En este contexto, se analizan con lupa sus declaraciones en Madrid, donde algunos entendieron que el ex presidente catalán apostaba por la tercera vía para evitar el choque de trenes que implica la celebración de un referéndum independentista. Desde la órbita de Carles Puigdemont, en cambio, aseguran que no hay contradicción en el actual y el anterior inquilino de la Casa dels Canonges y que Mas se limitó a señalar que entre el referéndum y el inmovilismo debería haber una tercera vía, una oferta del Gobierno que no acaba de llegar.

Más contundente fue su mensaje desde San Sebastián: «No hemos llegado hasta aquí para tirar la toalla». Una afirmación que tanto se puede leer en términos de procés como de su propia carrera política. El juicio del 9-N le ha devuelto el papel de mártir y protagonista del proceso que la CUP le robó en enero de 2016 cuando vetó un gobierno que le tuviera a él como presidente y sus colaboradores más cercanos le animaron a dar «un paso al lado».

La crispación de Mas tras su renuncia era evidente en todos los actos públicos a los que asistía, que han sido muchos. Pero esa crispación se borró de su rostro el día 6 de febrero, cuando de nuevo se vio protagonista de una movilización organizada por Ómnium y la ANC que le llevó en volandas hasta las puertas del Palacio de Justicia de Barcelona.

Doble candidatura Mas-Puigdemont

En este contexto, cada vez se habla más abiertamente del ex president como cabeza de lista en las elecciones autonómicas que todos los partidos dan por seguras a finales de este año. Una lista en la que los más optimistas dentro de la formación soberanista apuestan por una candidatura liderada por Artur Mas en Barcelona y Carles Puigdemont en Girona para intentar batir a Oriol Junqueras, al que todas las encuestas dan como vencedor.

Aunque la dirección del PDCat insiste en intentar frenar el debate de los nombres para fijar primero las bases ideológicas del nuevo partido, la falta de un candidato claro es un hándicap más para el partido, mientras ERC, C’s, PSC y PP engrasan ya sus maquinarias electorales con líderes bien definidos.
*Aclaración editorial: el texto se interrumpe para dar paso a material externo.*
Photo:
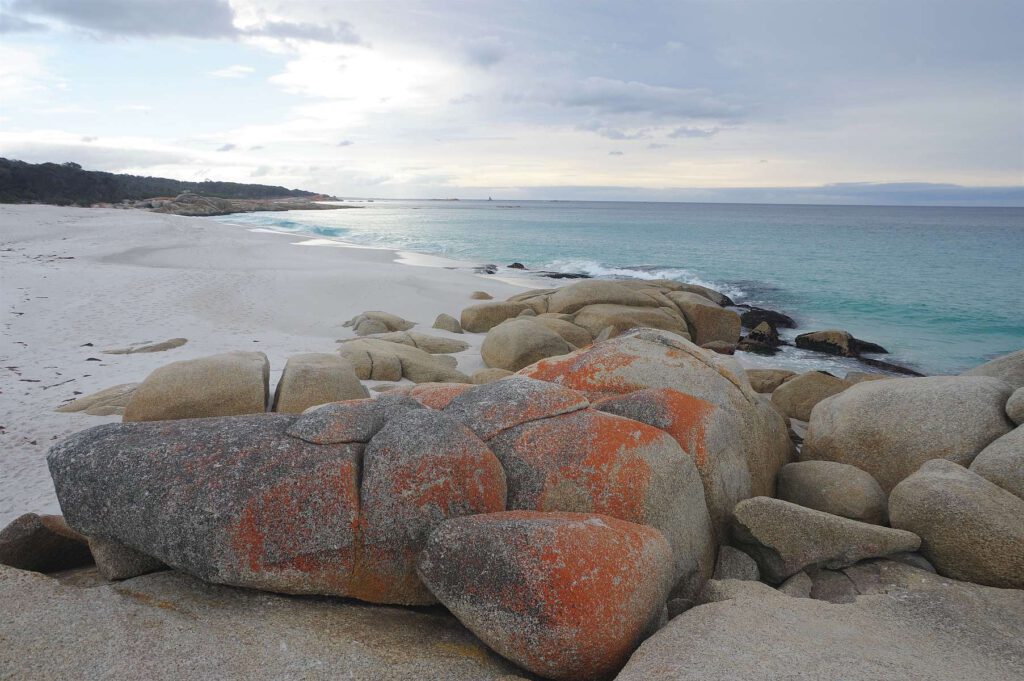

Sólo los comunes de Ada Colau se encuentran en una situación tan precaria como la del PDCat.

Esta situación ha sido la mejor excusa para que Artur Mas vuelva a postularse, cada vez más abiertamente, como salvador del partido. «Yo, que en condiciones normales debería decir no, pero no puedo decirlo por una cosa: él ha dicho que no se presentará», advertía recientemente en una conferencia ante militantes en Sabadell. «Sí me autodescarto», añadía Mas, «la debilidad de nuestro proyecto político es muy grande. En otro momento yo habría dicho que no. Ahora no digo que sí, pero debo estar abierto a ver qué pasa en el momento final de todo lo que estamos viviendo». Y concluye Mas: «Os puedo decir cómo actuaré y cómo tomaré esta decisión: será exactamente igual que en enero del año pasado, primero pensaré en el país, en el partido, y después en mí».